Secondo quanto emerso dalle indagini, gli amministratori avrebbero distratto beni per circa 2,5 milioni di euro poco prima del fallimento, trasferendoli a una nuova società gestita dallo stesso amministratore di fatto. Questa operazione avrebbe permesso di proseguire l'attività mantenendo gli asset di valore ma eludendo i debiti tributari accumulati.
Le indagini hanno inoltre scoperto prelievi indebiti dai conti aziendali per oltre 260.000 euro, successivamente versati su conti personali. È stata anche accertata una malversazione di fondi pubblici per oltre 65.000 euro: i contributi COVID-19 erogati all'azienda sarebbero stati dirottati sui conti personali di un socio e di una società a lui collegata.

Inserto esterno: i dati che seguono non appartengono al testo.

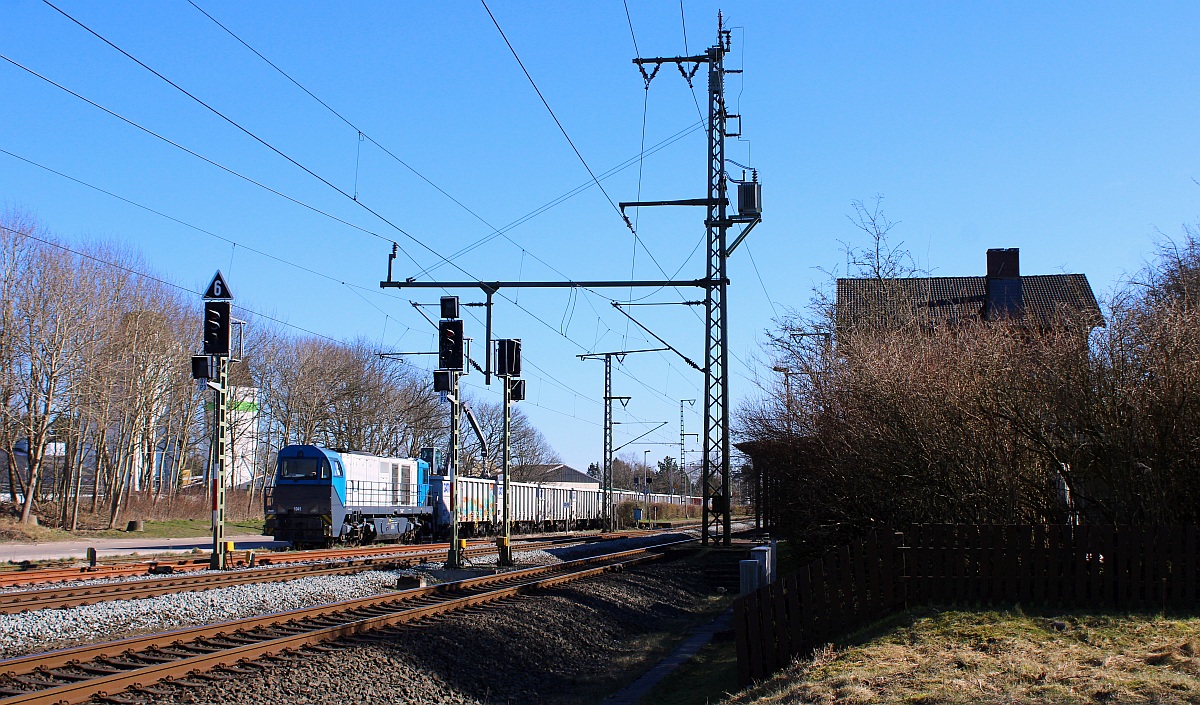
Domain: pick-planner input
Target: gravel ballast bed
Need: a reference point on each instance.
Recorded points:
(47, 630)
(573, 644)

La Procura della Repubblica di Pescara ha emesso un avviso di conclusione delle indagini preliminari nei confronti di tre persone: l'amministratore della nuova società (che era anche amministratore di fatto della società fallita), un socio e l'amministratore formale dell'azienda fallita. I reati contestati sono bancarotta patrimoniale, sottrazione fraudolenta al pagamento delle imposte e malversazione di fondi pubblici.
L'operazione si inserisce nel quadro del nuovo "Codice della crisi d'impresa e dell'insolvenza" e rafforza il ruolo investigativo della Guardia di Finanza nel contrasto alle frodi societarie.